In this study, the microstructural properties of Silicon carbide (SiC) thin film deposited by radio frequency (RF) sputtering technique and the effects of SiC as an interlayer on the barrier parameters of n-GaP/Pd and n-InP/Pd junctions were examined comparatively. Firstly, Al/n-GaP/Pd and In/n-InP/Pd diode structures were fabricated and their barrier parameters were analyzed using Rhoderick, Norde, Cibils and Chattopadhyay methods at room temperature. Then, SiC thin films, which were deposited on Al/n-GaP and In/n-InP semiconductors, respectively, with the help of SiC target using RF sputtering technique, were inserted into the In/n-InP/Pd and Al/n-GaP/Pd junctions as an interlayer, and In/n-InP/SiC/Pd and Al/n-GaP/SiC/Pd structures were produced. Microstructures of SiC thin films were evaluated with the help of x-ray diffraction (XRD), field emission scanning electron microscopy (FE-SEM) and energy dispersive x-ray analysis (EDX) measurements.
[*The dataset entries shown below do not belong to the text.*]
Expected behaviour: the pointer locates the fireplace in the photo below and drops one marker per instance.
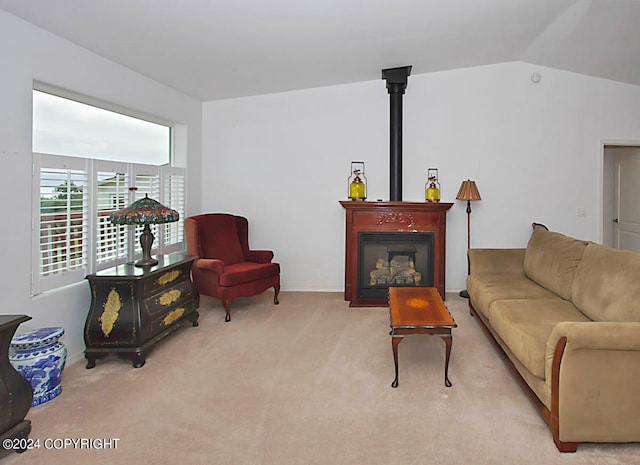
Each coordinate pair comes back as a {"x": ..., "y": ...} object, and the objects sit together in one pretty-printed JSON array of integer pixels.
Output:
[
  {"x": 393, "y": 244},
  {"x": 388, "y": 259}
]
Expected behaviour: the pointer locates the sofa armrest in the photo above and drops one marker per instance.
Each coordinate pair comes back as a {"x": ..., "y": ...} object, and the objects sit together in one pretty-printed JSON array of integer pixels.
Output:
[
  {"x": 594, "y": 381},
  {"x": 594, "y": 336},
  {"x": 209, "y": 264},
  {"x": 496, "y": 261},
  {"x": 259, "y": 256}
]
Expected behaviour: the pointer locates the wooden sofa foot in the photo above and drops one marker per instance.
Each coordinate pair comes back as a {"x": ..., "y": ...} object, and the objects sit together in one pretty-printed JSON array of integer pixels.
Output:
[{"x": 565, "y": 446}]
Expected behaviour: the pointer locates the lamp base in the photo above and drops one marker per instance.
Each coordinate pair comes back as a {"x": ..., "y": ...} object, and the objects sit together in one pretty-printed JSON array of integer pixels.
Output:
[
  {"x": 146, "y": 241},
  {"x": 146, "y": 262}
]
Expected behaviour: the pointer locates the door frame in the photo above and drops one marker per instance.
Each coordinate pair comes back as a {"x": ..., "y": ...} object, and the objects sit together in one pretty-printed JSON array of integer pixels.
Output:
[{"x": 607, "y": 186}]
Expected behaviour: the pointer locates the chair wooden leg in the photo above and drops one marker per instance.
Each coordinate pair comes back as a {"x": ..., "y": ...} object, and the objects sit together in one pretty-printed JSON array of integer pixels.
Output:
[
  {"x": 275, "y": 296},
  {"x": 227, "y": 308}
]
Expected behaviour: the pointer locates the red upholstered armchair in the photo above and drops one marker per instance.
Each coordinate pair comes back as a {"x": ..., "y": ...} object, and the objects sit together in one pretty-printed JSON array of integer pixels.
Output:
[{"x": 226, "y": 268}]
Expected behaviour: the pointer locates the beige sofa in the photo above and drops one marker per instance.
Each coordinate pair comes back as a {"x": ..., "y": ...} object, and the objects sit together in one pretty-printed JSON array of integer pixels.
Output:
[{"x": 566, "y": 314}]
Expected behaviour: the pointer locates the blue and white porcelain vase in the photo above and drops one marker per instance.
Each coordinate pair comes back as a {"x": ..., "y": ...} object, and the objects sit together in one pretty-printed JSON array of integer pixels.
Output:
[{"x": 40, "y": 357}]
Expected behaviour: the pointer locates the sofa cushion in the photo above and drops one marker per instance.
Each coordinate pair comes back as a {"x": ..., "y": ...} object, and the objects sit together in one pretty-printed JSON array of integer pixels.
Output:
[
  {"x": 606, "y": 286},
  {"x": 551, "y": 260},
  {"x": 525, "y": 327},
  {"x": 486, "y": 288}
]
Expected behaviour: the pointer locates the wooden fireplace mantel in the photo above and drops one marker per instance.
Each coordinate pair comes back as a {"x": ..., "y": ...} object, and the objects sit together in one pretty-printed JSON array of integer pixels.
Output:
[{"x": 392, "y": 216}]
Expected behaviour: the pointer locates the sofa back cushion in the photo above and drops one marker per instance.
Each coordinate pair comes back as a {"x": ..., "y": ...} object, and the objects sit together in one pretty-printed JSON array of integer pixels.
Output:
[
  {"x": 606, "y": 286},
  {"x": 551, "y": 260}
]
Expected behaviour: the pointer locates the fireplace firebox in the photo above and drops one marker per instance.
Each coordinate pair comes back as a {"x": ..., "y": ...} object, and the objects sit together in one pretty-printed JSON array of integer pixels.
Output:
[
  {"x": 387, "y": 259},
  {"x": 393, "y": 244}
]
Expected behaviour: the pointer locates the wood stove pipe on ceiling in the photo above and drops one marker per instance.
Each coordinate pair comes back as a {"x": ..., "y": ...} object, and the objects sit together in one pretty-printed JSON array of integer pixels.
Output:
[{"x": 396, "y": 84}]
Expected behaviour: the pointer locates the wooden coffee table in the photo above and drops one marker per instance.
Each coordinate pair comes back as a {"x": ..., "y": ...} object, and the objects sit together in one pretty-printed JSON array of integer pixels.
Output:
[{"x": 419, "y": 310}]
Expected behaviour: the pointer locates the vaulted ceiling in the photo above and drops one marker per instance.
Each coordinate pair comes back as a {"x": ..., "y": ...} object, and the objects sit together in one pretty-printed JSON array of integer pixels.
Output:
[{"x": 216, "y": 49}]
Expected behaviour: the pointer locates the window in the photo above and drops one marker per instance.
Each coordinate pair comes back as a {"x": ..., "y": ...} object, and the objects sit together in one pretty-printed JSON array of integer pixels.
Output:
[{"x": 73, "y": 195}]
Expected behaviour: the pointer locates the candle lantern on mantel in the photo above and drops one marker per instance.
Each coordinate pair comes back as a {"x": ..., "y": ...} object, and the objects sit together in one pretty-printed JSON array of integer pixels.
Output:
[
  {"x": 357, "y": 181},
  {"x": 432, "y": 186}
]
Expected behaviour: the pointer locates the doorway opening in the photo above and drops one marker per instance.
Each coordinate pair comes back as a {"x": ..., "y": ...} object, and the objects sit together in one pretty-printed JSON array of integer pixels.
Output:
[{"x": 621, "y": 189}]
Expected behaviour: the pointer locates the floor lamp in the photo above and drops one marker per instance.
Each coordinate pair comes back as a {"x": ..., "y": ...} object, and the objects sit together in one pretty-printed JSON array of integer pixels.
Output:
[{"x": 468, "y": 191}]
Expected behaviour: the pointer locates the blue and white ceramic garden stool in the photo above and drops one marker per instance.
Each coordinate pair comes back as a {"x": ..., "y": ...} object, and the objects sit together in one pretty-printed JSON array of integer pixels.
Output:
[{"x": 40, "y": 357}]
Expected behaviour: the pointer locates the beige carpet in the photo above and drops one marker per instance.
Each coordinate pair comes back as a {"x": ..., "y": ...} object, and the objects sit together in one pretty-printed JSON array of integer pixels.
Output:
[{"x": 306, "y": 382}]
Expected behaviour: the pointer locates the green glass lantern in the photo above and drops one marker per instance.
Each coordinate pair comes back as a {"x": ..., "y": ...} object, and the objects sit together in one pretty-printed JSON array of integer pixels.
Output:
[
  {"x": 357, "y": 181},
  {"x": 432, "y": 186}
]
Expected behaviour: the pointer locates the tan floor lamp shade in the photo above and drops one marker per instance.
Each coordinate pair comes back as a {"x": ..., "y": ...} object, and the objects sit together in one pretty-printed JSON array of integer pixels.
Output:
[{"x": 468, "y": 191}]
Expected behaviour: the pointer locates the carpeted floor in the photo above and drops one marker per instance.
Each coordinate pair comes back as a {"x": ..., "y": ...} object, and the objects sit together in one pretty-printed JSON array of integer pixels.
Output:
[{"x": 306, "y": 382}]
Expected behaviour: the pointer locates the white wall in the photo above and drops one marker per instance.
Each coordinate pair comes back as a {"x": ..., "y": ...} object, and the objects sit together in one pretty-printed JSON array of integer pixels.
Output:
[
  {"x": 28, "y": 53},
  {"x": 535, "y": 151}
]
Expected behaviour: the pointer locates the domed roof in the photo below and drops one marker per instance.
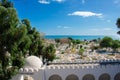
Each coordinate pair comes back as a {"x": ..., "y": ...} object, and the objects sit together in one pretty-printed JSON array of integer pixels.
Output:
[{"x": 33, "y": 62}]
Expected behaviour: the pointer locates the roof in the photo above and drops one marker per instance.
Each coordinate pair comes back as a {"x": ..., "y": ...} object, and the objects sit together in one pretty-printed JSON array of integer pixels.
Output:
[{"x": 33, "y": 62}]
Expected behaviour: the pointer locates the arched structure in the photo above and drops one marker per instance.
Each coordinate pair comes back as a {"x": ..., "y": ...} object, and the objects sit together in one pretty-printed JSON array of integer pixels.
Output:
[
  {"x": 72, "y": 77},
  {"x": 88, "y": 77},
  {"x": 55, "y": 77},
  {"x": 33, "y": 62},
  {"x": 117, "y": 76},
  {"x": 104, "y": 76}
]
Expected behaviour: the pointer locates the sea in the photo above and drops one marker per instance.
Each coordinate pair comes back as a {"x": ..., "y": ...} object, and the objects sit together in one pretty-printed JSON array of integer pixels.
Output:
[{"x": 81, "y": 37}]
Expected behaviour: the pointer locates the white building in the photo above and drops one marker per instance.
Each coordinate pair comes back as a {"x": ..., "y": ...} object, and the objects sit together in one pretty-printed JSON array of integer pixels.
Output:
[{"x": 35, "y": 70}]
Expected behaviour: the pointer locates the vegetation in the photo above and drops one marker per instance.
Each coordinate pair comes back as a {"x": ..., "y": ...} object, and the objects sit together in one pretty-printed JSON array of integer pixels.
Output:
[
  {"x": 108, "y": 42},
  {"x": 81, "y": 51},
  {"x": 118, "y": 24},
  {"x": 17, "y": 40}
]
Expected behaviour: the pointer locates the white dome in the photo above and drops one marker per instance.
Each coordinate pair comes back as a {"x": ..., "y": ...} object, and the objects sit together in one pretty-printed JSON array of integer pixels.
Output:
[{"x": 33, "y": 62}]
In order to interpret the barrier properties of Al/n-GaP/SiC/Pd and In/n-InP/SiC/Pd structures in detail and to compare them with those without interlayers, current-voltage (I–V) measurements were measured at room temperature under dark conditions and the junction parameters were recalculated with the help of the methods mentioned above. It has been determined that SiC interlayers play important roles on the barrier properties of Al/n-GaP/Pd and In/n-InP/Pd diode structures.